May 6, 2020, 12:48 PM
“Your eyes are too pure to look on evil; you cannot tolerate wrong.” (Habakkuk 1:13)
Whilst persistent prayer is a recommended medium for achieving results in one’s Christian life - if we do not give up immediately when results are not forthcoming - we will observe that sometimes the answer can be a blunt ‘no’ and no amount of persistence is likely to alter or influence the outcome.
Abraham pleads for Sodom and Gomorrah
The state of waywardness in Sodom and Gomorrah had gone out of hand. People were living anyhow; sin was rampant and it had become “so grievous” and degrading by any standard. The outcry against total disregard for God and righteous living in these twin cities had reached God’s ears and He was greatly displeased.
Prior to administering punishment however, God had thought it necessary to put Abraham in the picture. “Shall I hide from Abraham what I am about to do?” (Genesis 18:17) When Abraham became privy to God’s plan, he sought to plead with Him for clemency - but to no avail. Abraham put his case this way. “Will you sweep away the righteous with the wicked?” What if there are fifty righteous people in the city? Will you really sweep it away and not spare the place for the sake of the fifty righteous people in it? Far be it from you to do such a thing – to kill the righteous with the wicked, treating the righteous and the wicked alike. Far be it from you! Will not the Judge of the earth do right?” (verse 23)
In the end, fifty righteous people could not be found, -not even ten. So Abraham could not stay God’s hand from seeing His plan through. Because of the chronic wickedness in the land “the Lord rained down burning sulfur on Sodom and Gomorrah from out of the heavens.” (Genesis 19:24)
David pleads for mercy
One evening king David was taking some fresh air on his rooftop when he saw a lady having her bath. She was “very beautiful.” One thing led to another and David committed adultery with her and the woman conceived. The lady, Bathsheba by name was married to Uriah, the Hittite, so to silence him, David arranged for him to be killed in the frontline.

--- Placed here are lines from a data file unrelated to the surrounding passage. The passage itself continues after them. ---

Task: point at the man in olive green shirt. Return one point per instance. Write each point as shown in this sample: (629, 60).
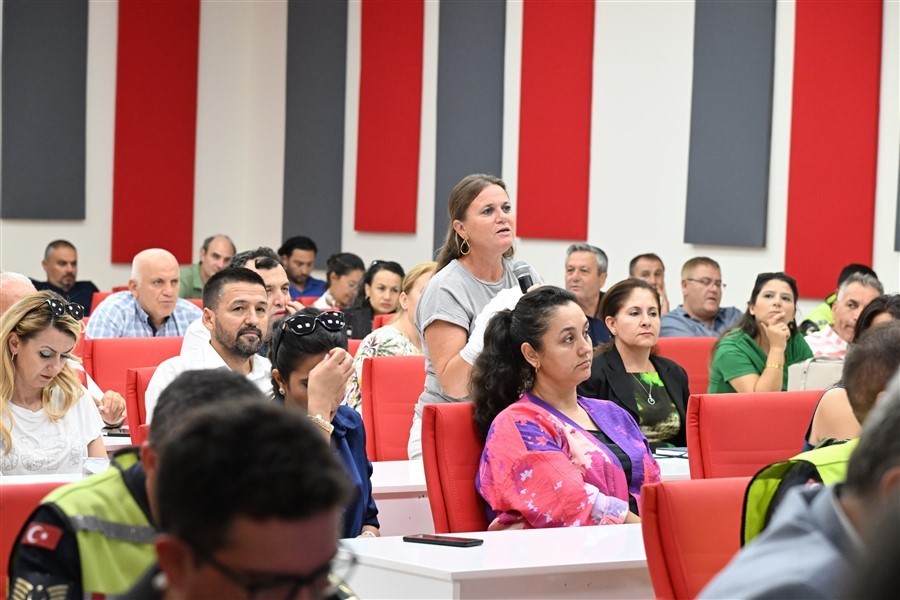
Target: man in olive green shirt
(215, 254)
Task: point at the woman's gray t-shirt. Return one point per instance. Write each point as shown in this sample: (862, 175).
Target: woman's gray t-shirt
(456, 296)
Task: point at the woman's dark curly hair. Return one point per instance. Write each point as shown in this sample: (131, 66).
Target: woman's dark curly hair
(501, 373)
(886, 303)
(748, 322)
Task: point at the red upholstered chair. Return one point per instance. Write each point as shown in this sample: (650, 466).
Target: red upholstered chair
(691, 529)
(97, 298)
(391, 386)
(137, 381)
(382, 320)
(693, 354)
(451, 451)
(18, 501)
(107, 360)
(735, 435)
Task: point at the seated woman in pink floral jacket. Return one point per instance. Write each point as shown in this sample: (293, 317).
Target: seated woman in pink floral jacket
(552, 458)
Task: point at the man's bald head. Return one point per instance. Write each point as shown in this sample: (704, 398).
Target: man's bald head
(154, 282)
(13, 287)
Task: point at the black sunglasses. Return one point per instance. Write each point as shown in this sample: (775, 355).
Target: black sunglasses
(59, 308)
(303, 324)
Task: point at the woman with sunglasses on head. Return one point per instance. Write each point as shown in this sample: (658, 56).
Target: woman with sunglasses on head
(48, 421)
(398, 338)
(551, 457)
(653, 389)
(475, 278)
(310, 368)
(345, 271)
(754, 355)
(379, 295)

God, who is omniscient, sent His prophet Nathan to rebuke David and he admitted his crime. “I have sinned against the Lord.” (Numbers 12:13) Nathan declared; “The Lord has taken away your sin. You are not going to die. But because by doing this you have made the enemies of the Lord show utter contempt, the son born of you will die.” (verse 14)
The child became very ill and David pleaded with God so that he would not die. “He fasted and went into his house and spent nights lying on the ground … and he refused -- to get up -- and would not eat any food …” (verse 17) However on the seventh day the child died. Fearing that David would do something desperate nobody dared to tell him about the death of the child. He suspected it however from the way they were whispering among themselves, “… for he had believed that while the child was alive, if he fasted and wept, ‘the Lord may be gracious to me and let the child live.” (verse 22)
Some of our actions warrant God’s mercy, others don’t – particularly when they do not honour Him. In the face of stubbornness and wickedness, it is impossible for God to bend and be merciful to us because our actions do not bring credit to His name. God’s justice is not governed by favouritism. (James 2:1) We are all equal in His eyes.
David realised the degree of his offence but thought God would be merciful nevertheless. He wrote in Psalm 51, “Against You, You only, have I sinned and done what is evil in Your sight, so that You are proved right when You speak and justified when You judge.” (verse 4)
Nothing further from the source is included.